RLNG-fired power plants: Sell-off plan faces difficult situation

ISLAMABAD: The privatisation of Re-gasified Liquefied Natural Gas (RLNG)-fired power plants is reportedly in hot water due to IPPs current issues and inordinate delay in other prerequisites, sources close to Minister for Privatisation told Business Recorder.

Sharing details, sources said transaction structure for the privatisation of two RLNG power plants established by National Power Parks Management Company Limited (NPPMCL) was approved by the Cabinet Committee on Privatisation (CCoP) in its meeting held on September 18, 2019.

However, Expressions of Interest (EoIs) for the bidders were published after a decision of ECC about post-privatisation issues of minimum 66% guaranteed off-take by NPPMCL and alignment of Power Purchase Agreement (PPA) and Gas Supply Agreement (GAS) in November, 2019.

In response to advertisement, EoIs were received from 23 parties. Statement of Qualification (SoEs) were, however, submitted by the 12 pre-qualified bidders, who after their pre-qualification began buyer side due diligence exercise from February 07, 2020 through Virtual Data Room (VDR).

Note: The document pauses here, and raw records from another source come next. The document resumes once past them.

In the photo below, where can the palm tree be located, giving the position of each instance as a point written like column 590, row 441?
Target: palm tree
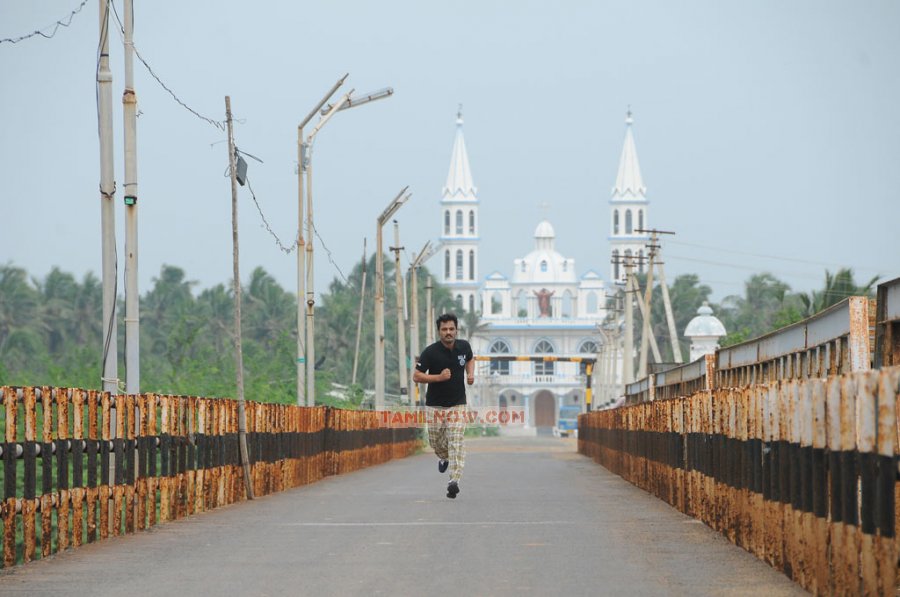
column 837, row 287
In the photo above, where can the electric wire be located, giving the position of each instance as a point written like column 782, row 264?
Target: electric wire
column 287, row 249
column 760, row 255
column 64, row 22
column 219, row 124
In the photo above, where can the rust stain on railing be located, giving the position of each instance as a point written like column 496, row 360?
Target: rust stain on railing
column 802, row 473
column 166, row 457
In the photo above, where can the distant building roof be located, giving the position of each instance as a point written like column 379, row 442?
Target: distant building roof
column 705, row 324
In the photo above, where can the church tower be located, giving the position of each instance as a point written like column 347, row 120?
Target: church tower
column 628, row 210
column 459, row 227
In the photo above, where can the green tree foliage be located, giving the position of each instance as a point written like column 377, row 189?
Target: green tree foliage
column 686, row 294
column 837, row 287
column 50, row 334
column 767, row 304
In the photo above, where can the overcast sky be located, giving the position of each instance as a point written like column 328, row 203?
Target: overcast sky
column 768, row 132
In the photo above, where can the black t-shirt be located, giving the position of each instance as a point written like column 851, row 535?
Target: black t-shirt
column 435, row 359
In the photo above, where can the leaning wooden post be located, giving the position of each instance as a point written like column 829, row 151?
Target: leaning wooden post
column 242, row 415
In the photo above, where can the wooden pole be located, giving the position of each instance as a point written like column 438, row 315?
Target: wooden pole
column 239, row 356
column 362, row 298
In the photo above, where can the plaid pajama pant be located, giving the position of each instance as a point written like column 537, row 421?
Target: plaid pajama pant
column 446, row 427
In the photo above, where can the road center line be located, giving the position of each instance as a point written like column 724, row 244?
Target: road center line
column 424, row 523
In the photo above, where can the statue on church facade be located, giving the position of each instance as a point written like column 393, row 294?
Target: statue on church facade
column 544, row 301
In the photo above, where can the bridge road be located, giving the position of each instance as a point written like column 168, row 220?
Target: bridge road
column 534, row 517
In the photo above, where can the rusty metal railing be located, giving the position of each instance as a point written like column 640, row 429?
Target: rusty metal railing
column 832, row 342
column 71, row 477
column 801, row 473
column 887, row 325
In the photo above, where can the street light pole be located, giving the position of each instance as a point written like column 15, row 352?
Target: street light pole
column 326, row 113
column 301, row 246
column 401, row 328
column 398, row 201
column 424, row 254
column 132, row 305
column 110, row 372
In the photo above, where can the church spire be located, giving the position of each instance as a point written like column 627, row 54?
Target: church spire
column 459, row 179
column 629, row 184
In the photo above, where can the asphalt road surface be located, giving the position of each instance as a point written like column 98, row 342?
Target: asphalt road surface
column 533, row 517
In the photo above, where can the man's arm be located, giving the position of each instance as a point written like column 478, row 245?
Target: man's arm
column 420, row 377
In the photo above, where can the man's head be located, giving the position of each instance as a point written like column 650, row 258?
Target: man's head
column 447, row 325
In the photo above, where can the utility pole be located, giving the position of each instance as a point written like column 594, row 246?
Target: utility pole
column 327, row 112
column 645, row 316
column 646, row 329
column 301, row 275
column 401, row 328
column 423, row 256
column 110, row 372
column 302, row 162
column 389, row 211
column 362, row 297
column 628, row 359
column 429, row 310
column 239, row 355
column 670, row 317
column 132, row 304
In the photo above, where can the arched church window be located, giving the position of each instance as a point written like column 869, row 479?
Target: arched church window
column 567, row 304
column 543, row 367
column 496, row 303
column 499, row 367
column 587, row 347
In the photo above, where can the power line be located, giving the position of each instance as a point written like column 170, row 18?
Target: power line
column 64, row 22
column 763, row 256
column 330, row 256
column 216, row 123
column 287, row 249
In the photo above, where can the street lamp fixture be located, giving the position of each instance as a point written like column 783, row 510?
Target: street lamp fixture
column 306, row 323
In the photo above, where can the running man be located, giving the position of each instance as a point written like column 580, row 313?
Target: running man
column 442, row 366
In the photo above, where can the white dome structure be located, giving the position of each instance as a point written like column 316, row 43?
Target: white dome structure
column 704, row 332
column 544, row 265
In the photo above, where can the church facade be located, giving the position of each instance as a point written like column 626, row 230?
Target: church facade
column 544, row 306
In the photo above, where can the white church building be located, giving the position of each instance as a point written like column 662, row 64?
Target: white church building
column 544, row 306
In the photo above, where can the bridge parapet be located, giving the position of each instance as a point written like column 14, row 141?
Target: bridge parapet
column 800, row 472
column 832, row 342
column 887, row 325
column 71, row 476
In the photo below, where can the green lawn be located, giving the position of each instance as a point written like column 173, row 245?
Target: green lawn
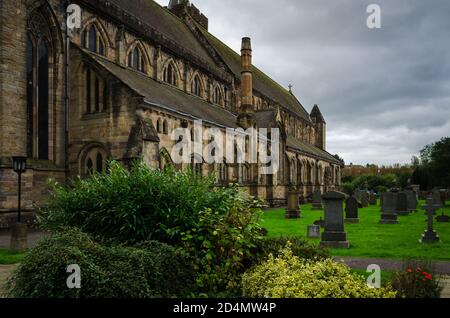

The sources said bidding process for privatisation of NPPMCL was initially planned in April, 2020 and subsequently in June, 2020 but site visits of potential bidders could not be arranged due to ongoing COVID-19 pandemic and travel advisory restrictions, causing postponement of the bidding plans. Meanwhile, the issues of Independent Power Producers (IPPs) were widely publicized in the media accounting for reluctance on the part of pre-qualified potential bidders who are still waiting for the outcome and clarity on sectoral issues.

Based on the feedback from the prequalified bidders, Financial Advisory Consortium (FAC) for privatisation of NPPMCL had highlighted that the sectoral issues needed to be resolved and clarified before the bidding process.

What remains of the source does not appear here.